Would the Minister confirm that in his Munich speech he made reference to a figure of one billion American dollars, and that he further said that this referred only to two defence projects, and that he subsequently described such expenditure as a small start in the process of burden sharing? Would he indicate what share is likely to be the burden on the British taxpayer of that one billion United States dollars, indicate to the House whether he was talking in terms of an American billion or a British billion, and give the sterling equivalent?

Lord Balniel

As I have already done the House the courtesy of laying my speech in the Library of the House, I am sure that the House will be able to see whether the statement which the hon. Member has read is correct, but it remains my view that as Europe achieves greater strength it is incumbent on Europe to play a greater part in her share of defence and not leave the overwhelming proportion of her defence on the shoulders of our American allies.

Mr. George Thomson

While strongly endorsing what my hon. Friends have said about the importance of pressing on with balanced force reductions and about the importance of a fair share of the expenditure between one European ally and another, may I ask whether the Minister is aware that one of the advantages of the European defence improvement programme is that, by protecting our aircraft, it raises the nuclear threshold, and, therefore, in the event of an emergency, gives a much better chance of a peaceful resolution of that emergency without recourse to nuclear weapons?

Lord Balniel

The right hon. Gentleman has made a very valid point. Going hand in hand with the proposals for the increased defence posture of the Western world is our desire to achieve balanced force reductions with the Warsaw Pact, and these two things are together very prominent in the policies which have been followed by N.A.T.O.

Mr. Crawshaw

Will the noble Lord agree that the Soviet Union is continuing to spend an increased amount of money on military expenditure each year, and that, even with this small amount of added expenditure, the Soviet Union will have a preponderance still in all types of weapons, and would not my hon.

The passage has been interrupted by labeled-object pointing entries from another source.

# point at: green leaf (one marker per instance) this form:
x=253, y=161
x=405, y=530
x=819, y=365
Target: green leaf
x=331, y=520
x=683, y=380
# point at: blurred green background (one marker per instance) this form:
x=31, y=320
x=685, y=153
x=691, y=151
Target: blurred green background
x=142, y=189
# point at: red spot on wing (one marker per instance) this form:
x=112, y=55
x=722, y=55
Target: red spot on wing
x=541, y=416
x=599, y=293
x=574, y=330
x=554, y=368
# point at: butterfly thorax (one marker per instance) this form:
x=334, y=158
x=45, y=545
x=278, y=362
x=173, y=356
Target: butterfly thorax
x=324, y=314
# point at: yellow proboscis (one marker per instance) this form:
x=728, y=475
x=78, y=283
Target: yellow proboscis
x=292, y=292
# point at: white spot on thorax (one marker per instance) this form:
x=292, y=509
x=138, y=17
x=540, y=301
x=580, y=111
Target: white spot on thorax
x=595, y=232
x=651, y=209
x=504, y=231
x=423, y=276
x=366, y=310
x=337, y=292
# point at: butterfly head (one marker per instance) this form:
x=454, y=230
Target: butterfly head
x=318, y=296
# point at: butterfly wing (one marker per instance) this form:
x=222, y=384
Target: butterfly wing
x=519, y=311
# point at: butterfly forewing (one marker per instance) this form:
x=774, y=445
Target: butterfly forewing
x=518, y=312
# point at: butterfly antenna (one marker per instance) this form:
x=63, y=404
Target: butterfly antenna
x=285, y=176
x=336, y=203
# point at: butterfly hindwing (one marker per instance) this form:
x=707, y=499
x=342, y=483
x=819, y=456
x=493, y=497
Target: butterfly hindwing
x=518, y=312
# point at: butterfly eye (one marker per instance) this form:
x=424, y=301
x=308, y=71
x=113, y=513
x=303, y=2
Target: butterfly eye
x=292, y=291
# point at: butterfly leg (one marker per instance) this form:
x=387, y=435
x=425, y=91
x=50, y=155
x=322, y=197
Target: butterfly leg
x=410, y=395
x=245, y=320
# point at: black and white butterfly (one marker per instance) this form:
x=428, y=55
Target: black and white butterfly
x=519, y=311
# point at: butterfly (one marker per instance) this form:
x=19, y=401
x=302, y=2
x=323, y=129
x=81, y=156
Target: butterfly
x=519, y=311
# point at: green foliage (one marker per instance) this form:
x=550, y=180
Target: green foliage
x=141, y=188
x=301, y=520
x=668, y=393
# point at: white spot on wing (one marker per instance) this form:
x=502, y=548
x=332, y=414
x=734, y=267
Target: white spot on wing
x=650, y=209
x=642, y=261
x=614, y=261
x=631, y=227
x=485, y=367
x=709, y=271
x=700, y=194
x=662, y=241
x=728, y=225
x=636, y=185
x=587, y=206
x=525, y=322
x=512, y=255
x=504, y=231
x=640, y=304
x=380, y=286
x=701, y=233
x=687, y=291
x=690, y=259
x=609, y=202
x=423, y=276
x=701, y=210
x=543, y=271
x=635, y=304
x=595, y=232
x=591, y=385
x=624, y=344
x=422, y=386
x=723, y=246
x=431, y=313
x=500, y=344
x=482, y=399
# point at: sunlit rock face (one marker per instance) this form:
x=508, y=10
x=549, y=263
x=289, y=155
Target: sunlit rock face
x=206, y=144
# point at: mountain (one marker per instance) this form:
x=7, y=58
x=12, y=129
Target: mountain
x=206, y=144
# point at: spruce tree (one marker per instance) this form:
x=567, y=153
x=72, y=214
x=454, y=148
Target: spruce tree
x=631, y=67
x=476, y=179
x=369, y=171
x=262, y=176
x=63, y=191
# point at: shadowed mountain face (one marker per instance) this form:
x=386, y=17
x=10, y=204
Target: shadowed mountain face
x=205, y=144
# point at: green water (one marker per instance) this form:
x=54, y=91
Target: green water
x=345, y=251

Friend's efforts be better directed to persuading the Soviet Union to cut down its expenditure?

Mr. Kerr

Get a European security conference.

Lord Balniel

I agree that expenditure in the Warsaw Pact on military equipment is increasing, and that this is a factor which we have to take into account. On the other hand, the Soviet leaders' response in relation to the initiative for balanced force reductions has been the first positive response which has been made, and I think that we would be right to follow it up vigorously with exploratory talks.

12. Mr. Robert Hughes

asked the Minister of State for Defence if he will make a statement as to his policy towards expenditure on armaments by the Western European members of the North Atlantic Treaty Organisation.

Lord Balniel

I have nothing to add to the answers I gave to the right hon. Member for Dundee, East (Mr. George Thomson) and my hon. Friend the Member for Poole (Mr. Murton) on 17th December, 1970 and 17th February respectively.—[Vol. 808, c. 406–7; Vol. 811, c. 504–5.]

Mr. Hughes

I thank the Minister for his extremely helpful reply, but will he tell us what are his views on the future prospects of armaments within an enlarged E.E.C.?

Lord Balniel

I believe that, if one can achieve a greater economic strength in Europe as the result of entry into the E.E.C., that will contribute to the influence which Europe can wield in the world and, therefore, to the strength of its defence arrangements.

Mr. Adley

Will my noble Friend say whether there has been a noticeable change in the view of the French towards N.A.T.O. in the last few weeks or months?

Lord Balniel

Not to my knowledge.

Mr. Moyle

As the White Paper on British membership of the E.E.C. speaks of increased security if Britain joins the E.E.C., will the noble Lord tell the House what extra commitments in men, money and materials we intend to make to the defence of Western Europe on our accession to the Community, if we accede?

Lord Balniel

My answer to some extent echoes the words of the White Paper. I believe that greater political unity and greater economic unity will lead to a greater defence strength, and this is one of the factors which leads one to believe that the advantage lies with entry into the E.E.C.